Making Exclusivity Inclusive
By Jordan K. Speer
Woody Allen's character's self-deprecating line in Annie Hall that he "would never want to belong to any club that would have someone like [him] for a member" is incredibly funny, but it also draws on some common (and sometimes conflicting) human characteristics: to want to belong, to want to stand apart, to imagine the grass as greener elsewhere, to wrestle with ourselves.
Are these characteristics wired into the human psyche? Perhaps. Are they a marketer's dream? Absolutely. But harnessing the power of these emotions behind the bottom line isn't always easy, especially when you're navigating the fine boundary between the yin and yang of exclusivity and inclusiveness.
I suspect that most apparel retailers and brands would like for their products to be regarded by the consumer as special and different. As something exclusive, that, by extension, bestows its unique characteristics on the wearer. Consumers want that, too.

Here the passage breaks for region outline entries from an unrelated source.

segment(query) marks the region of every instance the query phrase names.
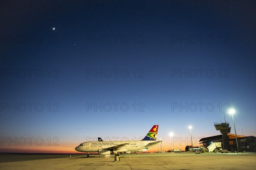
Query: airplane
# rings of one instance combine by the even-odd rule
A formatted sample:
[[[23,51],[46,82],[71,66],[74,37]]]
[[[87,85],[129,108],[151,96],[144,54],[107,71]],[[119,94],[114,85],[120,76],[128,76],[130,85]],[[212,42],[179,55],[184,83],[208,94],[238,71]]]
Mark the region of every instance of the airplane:
[[[96,141],[87,142],[81,143],[75,150],[81,152],[87,152],[89,157],[90,152],[97,152],[99,155],[109,155],[117,153],[129,153],[146,150],[147,148],[158,144],[163,142],[157,141],[158,125],[154,125],[144,139],[139,141]],[[98,141],[99,141],[98,139]]]
[[[98,137],[98,141],[99,142],[103,142],[103,140],[102,140],[102,139],[101,139],[101,137]],[[145,151],[146,150],[148,150],[148,147],[147,147],[145,149],[140,149],[139,150],[135,150],[135,151],[133,151],[133,152],[131,152],[132,153],[136,153],[136,154],[138,154],[138,152],[143,152],[143,151]],[[125,153],[130,153],[131,152],[131,151],[128,151],[128,152],[125,152]],[[121,154],[122,154],[122,153],[121,153]]]

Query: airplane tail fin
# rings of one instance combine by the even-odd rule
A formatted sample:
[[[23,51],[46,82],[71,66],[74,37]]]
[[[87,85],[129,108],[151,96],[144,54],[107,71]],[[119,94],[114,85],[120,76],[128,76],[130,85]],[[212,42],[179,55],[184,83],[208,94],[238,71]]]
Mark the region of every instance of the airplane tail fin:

But the sheen of exclusivity has its limits. Consumers, because they are also people, crave acceptance and social attachments, and regard their clothing as a membership card of sorts, with their choice of duds likewise conferring on them inclusion into one or another social group.
So it is that apparel marketers must find the appropriate balance between the two -- maximizing both the perception of exclusivity and the sense of belonging -- while also creating wide appeal (another twist on inclusiveness) to optimize sales. And while these aren't new concerns, they are suddenly rife with new opportunities resulting from swiftly evolving developments in social media, technology and global connectivity, which by their very nature exploit both exclusivity and inclusiveness to maximum effect.
Consider Facebook, with its more than 500 million active users, and growing daily. Fifty percent of active users log on to Facebook on any given day, and collectively, users spend more than 700 billion minutes on the site monthly, interacting with more than 900 million objects, in more than 70 languages. About 70 percent of Facebook users live outside the United States. The site is free and available to anyone with a computer. Now that's inclusiveness.
Yet, the average user has just 130 friends, and depending on privacy settings, can roam Facebook in a very intimate and select way, simultaneously belonging to a customized club and a massive global network. Quoted in this issue, Facebook's Stephen Zangre says the site taps into the social graph that links everyone, everything and everywhere a person knows, likes and goes, together, and that the sheer numbers of people and time spent on the site are what give it its power.
The opportunities to tap into this kind of power are incredible. It's what Rue La La's Stacey Santo means when, citing the 70 percent of the private online boutique's members that come from friends telling friends, she says: "That's a lot of whispers to get to 2.2 million in two years."
Bringing exclusivity to the masses has never been more possible; as mobile storefronts surge, savvy retailers are pushing out personalized coupons and messaging to consumers en masse, via their smartphones, or allowing them to purchase apparel directly from video (see p. 20).
But it doesn't end there. Exclusivity comes in many forms. There's the ever-improving technology to support these exponentially growing vats of data, to supply actionable business intelligence to retailers (see this month's story about Casual Male, p. 16, for example), and there's the exclusivity that comes from gaining a reputation as a retailer that offers great service and product, always in stock. Apparel's annual RFID Report, featured in this issue, provides a graphical analysis of retailers poised to reap the rewards from RFID technology, and those that lag behind.
Let's not forget exclusive partnerships, such as the recently announced collaboration between Mango and JCPenney (p. 8): exclusive, because the new MNG by Mango will be offered only at JCPenney; inclusive, because there are 600 JCPenney stores nationwide.
Finding the perfect balance of your company's yin and yang is up to you, and happily, the opportunities to achieve it abound. To paraphrase Mae West: Too muchof a good thing can be profitable -- and that's a club everyone wants to belong to.